Самым унизительным из пунктов Парижского договора 1856 г., подведшего итог Крымской войне, было запрещение России иметь на Черном море военный флот. Вокруг отмены этого пункта и крутилась на протяжении полутора десятилетий вся ее внешняя политика. Для того и флиртовал Горчаков поочередно то с Францией, то с Турцией, то с Германией. Но если флирт с Францией привел лишь к тому, что черногорцы и сербы заговорили вдруг по-французски охотнее, чем по-русски, то флирт с Турцией требовал жертв. Хотя бы потому, что она, как и Россия, была страной имперской и главный ее интерес состоял в том, чтобы держать в повиновении православные народы Балкан. Во имя черноморского флота Россия соглашалась ей в этом содействовать. Славянофилы могли сколько угодно объявлять такую политику Горчакова бессовестным предательством единоверцев. Но в 1870-е, покуда их романтическое негодование не совпало неожиданно с вполне прагматическими планами германского канцлера О. фон Бисмарка, никто их не слушал. Письма Горчакова турецкому султану напоминали аналогичные поклоны графа Каподистрия при Александре I. Вот пример: “Уже много лет, – писал в Константинополь Горчаков, – мы не переставали твердить христианским народам под владычеством султана, чтобы они терпели, доверяясь добрым намерениям своего государя. Мы предложили начало невмешательства во внутренние смуты Турции, твердо обязавшись держаться этого принципа” (3, вып.22, с.8).
На практике это означало следующее. Когда во второй половине 1860-х годов вспыхнуло восстание на Крите, которое было, конечно, логическим продолжением греческой революции 1820-х, Россия активно помогала султану справиться с восставшими греками. Именно по ее инициативе была созвана конференция великих держав, предъявившая ультиматум Греции и потребовавшая от нее не допускать образования на своей территории вооруженных банд для нападения на Турцию и вооружения в греческих гаванях судов, предназначенных содействовать каким-либо способом попытке восстания во владениях султана. Восставшие критяне оказались изолированными и были, естественно, раздавлены турецкой карательной экспедицией. И это повторялось во всех случаях, когда волновались православные подданные султана.

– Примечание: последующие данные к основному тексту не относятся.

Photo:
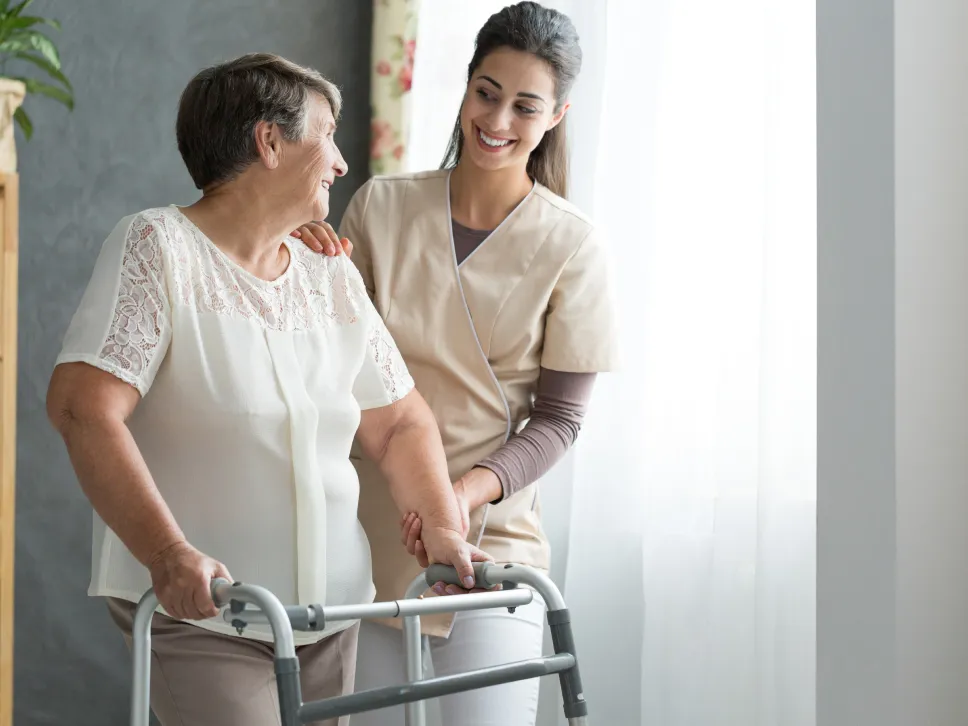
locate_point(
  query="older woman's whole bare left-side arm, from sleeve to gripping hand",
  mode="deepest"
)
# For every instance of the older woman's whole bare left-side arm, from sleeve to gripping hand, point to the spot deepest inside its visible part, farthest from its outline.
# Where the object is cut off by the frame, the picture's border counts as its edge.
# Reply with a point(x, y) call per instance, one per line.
point(89, 408)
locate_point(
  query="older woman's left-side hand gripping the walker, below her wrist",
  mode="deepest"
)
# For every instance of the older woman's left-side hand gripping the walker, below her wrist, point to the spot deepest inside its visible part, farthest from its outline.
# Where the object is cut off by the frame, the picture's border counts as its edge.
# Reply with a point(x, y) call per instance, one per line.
point(182, 577)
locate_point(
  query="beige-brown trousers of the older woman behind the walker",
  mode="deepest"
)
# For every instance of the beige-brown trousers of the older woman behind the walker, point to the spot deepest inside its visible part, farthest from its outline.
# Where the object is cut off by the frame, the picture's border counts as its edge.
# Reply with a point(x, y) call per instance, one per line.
point(201, 678)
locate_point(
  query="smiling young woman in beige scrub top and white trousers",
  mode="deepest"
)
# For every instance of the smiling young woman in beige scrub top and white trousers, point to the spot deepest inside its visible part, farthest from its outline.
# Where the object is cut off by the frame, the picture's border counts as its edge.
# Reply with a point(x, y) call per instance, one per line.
point(495, 290)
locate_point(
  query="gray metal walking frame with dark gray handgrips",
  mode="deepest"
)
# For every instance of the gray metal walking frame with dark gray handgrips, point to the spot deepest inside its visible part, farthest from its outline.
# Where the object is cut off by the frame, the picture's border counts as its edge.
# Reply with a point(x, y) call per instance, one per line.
point(284, 620)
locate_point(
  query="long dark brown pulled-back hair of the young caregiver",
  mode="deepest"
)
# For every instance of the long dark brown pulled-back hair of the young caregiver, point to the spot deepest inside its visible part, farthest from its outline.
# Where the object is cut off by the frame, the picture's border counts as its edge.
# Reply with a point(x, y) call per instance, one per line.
point(551, 36)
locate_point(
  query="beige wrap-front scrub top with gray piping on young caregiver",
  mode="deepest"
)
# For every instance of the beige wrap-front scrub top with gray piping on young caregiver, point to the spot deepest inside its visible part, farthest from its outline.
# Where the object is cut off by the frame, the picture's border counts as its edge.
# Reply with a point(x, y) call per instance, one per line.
point(534, 294)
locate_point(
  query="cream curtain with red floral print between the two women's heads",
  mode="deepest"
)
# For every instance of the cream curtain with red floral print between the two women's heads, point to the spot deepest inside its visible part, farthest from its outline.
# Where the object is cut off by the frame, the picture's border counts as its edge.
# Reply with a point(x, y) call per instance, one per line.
point(391, 76)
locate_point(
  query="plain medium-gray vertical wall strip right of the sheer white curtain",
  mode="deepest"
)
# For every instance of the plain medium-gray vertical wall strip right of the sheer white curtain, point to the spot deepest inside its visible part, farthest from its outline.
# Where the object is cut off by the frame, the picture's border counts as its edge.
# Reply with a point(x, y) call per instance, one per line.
point(855, 341)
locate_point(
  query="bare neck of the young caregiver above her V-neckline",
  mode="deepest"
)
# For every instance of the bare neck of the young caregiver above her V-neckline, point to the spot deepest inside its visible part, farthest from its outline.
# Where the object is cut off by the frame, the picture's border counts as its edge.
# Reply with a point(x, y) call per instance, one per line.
point(482, 199)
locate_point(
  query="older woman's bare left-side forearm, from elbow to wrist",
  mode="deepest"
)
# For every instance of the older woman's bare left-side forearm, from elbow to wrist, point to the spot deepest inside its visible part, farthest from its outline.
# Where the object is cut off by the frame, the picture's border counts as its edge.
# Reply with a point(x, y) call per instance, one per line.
point(115, 479)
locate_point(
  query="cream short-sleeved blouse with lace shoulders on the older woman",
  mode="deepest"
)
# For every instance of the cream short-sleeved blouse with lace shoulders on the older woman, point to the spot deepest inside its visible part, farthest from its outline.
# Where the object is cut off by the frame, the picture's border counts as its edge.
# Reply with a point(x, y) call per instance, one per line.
point(252, 392)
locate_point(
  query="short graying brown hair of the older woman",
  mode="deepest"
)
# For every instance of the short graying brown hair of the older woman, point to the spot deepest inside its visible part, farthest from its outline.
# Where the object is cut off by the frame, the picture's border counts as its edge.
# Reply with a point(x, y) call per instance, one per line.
point(221, 105)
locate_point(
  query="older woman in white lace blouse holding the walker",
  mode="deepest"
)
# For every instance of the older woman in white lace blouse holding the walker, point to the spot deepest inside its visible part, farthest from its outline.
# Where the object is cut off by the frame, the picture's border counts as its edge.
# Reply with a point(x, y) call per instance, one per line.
point(210, 386)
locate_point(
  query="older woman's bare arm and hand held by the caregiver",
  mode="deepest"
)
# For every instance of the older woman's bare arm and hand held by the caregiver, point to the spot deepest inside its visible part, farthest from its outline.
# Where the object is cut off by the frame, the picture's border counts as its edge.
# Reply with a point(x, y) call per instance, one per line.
point(404, 441)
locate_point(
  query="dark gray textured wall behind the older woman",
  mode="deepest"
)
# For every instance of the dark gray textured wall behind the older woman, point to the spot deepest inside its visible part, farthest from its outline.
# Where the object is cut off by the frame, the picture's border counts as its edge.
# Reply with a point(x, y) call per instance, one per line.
point(128, 60)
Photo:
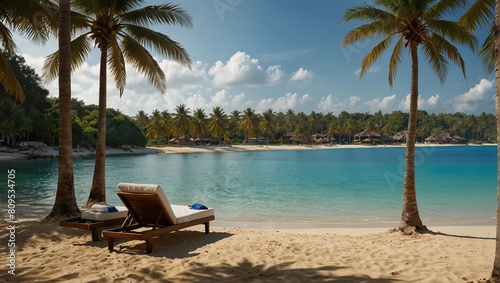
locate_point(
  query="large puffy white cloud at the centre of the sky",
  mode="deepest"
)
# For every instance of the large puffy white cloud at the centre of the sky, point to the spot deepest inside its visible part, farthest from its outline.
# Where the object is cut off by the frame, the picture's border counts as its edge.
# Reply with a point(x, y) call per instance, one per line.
point(242, 70)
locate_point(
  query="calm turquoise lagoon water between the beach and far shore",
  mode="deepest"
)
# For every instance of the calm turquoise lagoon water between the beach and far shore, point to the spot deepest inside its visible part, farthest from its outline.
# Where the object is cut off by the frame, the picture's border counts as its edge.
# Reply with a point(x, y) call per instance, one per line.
point(322, 186)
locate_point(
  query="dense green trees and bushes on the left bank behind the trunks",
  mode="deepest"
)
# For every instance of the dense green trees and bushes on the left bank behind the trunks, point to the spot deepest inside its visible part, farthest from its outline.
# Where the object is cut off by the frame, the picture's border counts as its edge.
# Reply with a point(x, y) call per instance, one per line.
point(38, 117)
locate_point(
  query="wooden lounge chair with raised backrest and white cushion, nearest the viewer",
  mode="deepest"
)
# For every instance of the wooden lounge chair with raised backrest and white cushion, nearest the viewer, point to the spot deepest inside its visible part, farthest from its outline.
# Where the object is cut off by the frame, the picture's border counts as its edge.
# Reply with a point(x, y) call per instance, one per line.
point(151, 215)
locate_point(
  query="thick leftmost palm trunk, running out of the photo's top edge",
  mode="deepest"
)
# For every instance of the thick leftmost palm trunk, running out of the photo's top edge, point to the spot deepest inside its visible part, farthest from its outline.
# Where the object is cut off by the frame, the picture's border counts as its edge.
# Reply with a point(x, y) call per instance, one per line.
point(65, 203)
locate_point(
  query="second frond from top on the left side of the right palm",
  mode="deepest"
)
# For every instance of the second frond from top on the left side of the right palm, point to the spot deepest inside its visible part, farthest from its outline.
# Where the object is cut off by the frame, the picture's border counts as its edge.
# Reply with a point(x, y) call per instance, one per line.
point(369, 30)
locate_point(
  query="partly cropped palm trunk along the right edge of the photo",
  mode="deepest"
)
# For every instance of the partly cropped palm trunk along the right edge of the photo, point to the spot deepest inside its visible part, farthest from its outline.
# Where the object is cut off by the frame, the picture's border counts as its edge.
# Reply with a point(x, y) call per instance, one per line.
point(495, 275)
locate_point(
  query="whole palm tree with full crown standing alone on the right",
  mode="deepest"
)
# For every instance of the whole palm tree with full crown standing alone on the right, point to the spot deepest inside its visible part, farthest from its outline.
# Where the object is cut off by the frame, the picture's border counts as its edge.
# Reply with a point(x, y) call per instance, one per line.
point(413, 24)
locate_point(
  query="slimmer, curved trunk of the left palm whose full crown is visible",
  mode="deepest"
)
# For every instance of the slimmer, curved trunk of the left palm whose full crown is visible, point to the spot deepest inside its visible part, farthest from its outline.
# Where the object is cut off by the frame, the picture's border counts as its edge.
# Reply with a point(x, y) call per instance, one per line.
point(98, 190)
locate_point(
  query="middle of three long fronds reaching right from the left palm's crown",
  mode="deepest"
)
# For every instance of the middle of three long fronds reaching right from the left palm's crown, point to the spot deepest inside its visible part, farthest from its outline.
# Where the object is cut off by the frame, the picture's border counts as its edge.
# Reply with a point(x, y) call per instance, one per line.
point(160, 43)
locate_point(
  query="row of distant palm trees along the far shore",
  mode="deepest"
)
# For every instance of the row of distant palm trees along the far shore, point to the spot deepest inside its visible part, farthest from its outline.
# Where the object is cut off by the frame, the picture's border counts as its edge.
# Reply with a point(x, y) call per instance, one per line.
point(271, 125)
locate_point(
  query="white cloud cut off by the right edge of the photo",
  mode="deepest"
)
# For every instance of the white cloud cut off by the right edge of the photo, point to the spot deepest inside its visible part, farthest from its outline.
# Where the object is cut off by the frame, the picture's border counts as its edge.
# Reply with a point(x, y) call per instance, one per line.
point(481, 95)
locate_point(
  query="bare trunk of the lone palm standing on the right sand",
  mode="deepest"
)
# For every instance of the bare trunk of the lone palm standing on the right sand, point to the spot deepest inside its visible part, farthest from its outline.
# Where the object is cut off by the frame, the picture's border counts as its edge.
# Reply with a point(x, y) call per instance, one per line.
point(410, 216)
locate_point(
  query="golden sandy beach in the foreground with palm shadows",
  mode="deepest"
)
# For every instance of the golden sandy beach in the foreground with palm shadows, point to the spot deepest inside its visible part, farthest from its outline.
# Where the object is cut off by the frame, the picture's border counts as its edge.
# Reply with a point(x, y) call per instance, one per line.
point(46, 252)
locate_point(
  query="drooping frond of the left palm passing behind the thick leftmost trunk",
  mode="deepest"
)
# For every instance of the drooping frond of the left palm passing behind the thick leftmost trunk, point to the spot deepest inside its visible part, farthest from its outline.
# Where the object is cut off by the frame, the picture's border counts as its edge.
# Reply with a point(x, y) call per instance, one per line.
point(81, 47)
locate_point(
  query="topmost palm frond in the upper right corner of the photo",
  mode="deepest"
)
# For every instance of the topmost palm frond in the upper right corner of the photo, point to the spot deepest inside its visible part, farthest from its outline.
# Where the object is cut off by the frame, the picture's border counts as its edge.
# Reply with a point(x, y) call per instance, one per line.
point(480, 14)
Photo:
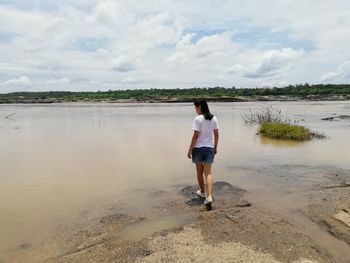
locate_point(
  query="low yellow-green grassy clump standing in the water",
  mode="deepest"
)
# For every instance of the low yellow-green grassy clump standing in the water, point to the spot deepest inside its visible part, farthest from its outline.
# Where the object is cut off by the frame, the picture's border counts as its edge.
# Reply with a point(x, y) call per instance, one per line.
point(287, 131)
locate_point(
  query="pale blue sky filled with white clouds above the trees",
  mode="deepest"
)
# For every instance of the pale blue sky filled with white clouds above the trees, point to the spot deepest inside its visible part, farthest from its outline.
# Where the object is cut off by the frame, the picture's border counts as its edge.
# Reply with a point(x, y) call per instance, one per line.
point(90, 45)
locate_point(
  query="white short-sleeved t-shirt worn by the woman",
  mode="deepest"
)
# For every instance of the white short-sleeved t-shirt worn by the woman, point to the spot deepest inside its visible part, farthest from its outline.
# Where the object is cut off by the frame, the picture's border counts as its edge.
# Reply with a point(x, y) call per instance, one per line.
point(206, 131)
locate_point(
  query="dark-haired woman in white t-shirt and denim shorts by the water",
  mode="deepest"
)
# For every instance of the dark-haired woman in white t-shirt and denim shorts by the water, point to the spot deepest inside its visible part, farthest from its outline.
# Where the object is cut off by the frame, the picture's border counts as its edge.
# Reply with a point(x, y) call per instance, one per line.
point(203, 146)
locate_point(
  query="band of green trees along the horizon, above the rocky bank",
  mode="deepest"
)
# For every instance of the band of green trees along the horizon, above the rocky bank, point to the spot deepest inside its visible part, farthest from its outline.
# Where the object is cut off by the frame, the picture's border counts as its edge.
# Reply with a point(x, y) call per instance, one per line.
point(207, 92)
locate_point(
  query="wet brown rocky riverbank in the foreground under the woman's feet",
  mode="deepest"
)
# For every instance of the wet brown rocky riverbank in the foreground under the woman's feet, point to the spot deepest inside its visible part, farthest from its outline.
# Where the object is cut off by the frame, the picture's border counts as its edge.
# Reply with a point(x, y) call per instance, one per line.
point(237, 229)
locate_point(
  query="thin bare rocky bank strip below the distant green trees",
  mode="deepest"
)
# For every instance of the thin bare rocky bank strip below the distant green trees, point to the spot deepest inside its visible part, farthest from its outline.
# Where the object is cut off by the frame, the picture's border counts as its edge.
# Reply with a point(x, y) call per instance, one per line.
point(183, 100)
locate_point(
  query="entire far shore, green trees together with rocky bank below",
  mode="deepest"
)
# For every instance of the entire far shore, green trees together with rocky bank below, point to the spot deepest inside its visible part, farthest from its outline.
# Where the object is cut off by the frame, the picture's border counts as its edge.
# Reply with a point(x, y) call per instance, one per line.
point(317, 92)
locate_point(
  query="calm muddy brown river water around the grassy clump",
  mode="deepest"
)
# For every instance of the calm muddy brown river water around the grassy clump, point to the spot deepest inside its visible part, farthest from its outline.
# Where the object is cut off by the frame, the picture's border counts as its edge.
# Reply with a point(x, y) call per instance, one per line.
point(64, 163)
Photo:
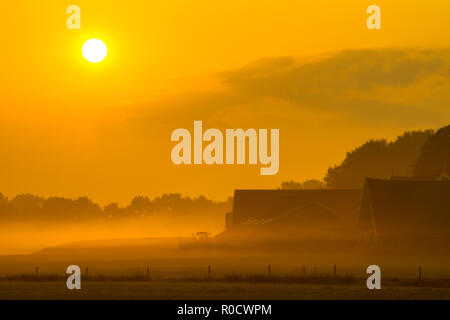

Конечно, Парижский договор запрещал России покровительство балканским единоверцам. Но ведь он ни в какой мере не предписывал ей содействовать их подавлению. А делала она именно это.
Но самым удивительным было совсем другое. Принеся неисчислимые жертвы во имя черноморского флота, она, как оказалось, даже и не намеревалась его строить. Во всяком случае, когда нужда в нем и впрямь возникла (во время русско-турецкой войны 1877 – 1878 гг.), у России по-прежнему не было на Черном море ни единого военного корабля. В результате ей пришлось вести войну с наспех вооруженными коммерческими судами. И Парижский договор был тут совершенно не при чем. Его отменили еще в 1871 г.
История его отмены столь много и столь красноречиво говорит нам как о пост-Крымском “сосредоточении России”, так и о фантастической бездарности всей реваншистской политики Горчакова, что заслуживает особого обсуждения.
ДЕПЕША ГОРЧАКОВА
В начале 1860-х годов Бисмарку случилось быть прусским послом в Петербурге. И так очаровал он российский внешнеполитический истеблишмент, что на протяжении всех десятилетий своего канцлерства оставался для него persona gratissima.
Так или иначе он, признанный гроссмейстер международной интриги, советовал Горчакову поставить Европу перед фактом – просто начать строить флот на Черном море и подождать, покуда Россию спросят, что происходит. Тем более, что и спрашивать-то было в тот момент особенно некому.
С Турцией как главной заинтересованной стороной отношения оставались самыми приятельскими. Франция так глубоко увязла в итальянских делах, что ей было не до Черного моря. У Англии сухопутных сил не было. Австрия оказалась втянутой в конфликт и с Францией (вышвыривавшей ее из Италии), и с Пруссией (вышвыривавшей ее из Германского союза). Короче, покуда державы успели бы разобраться со своими собственными делами, черноморский флот России и в самом деле мог быть создан.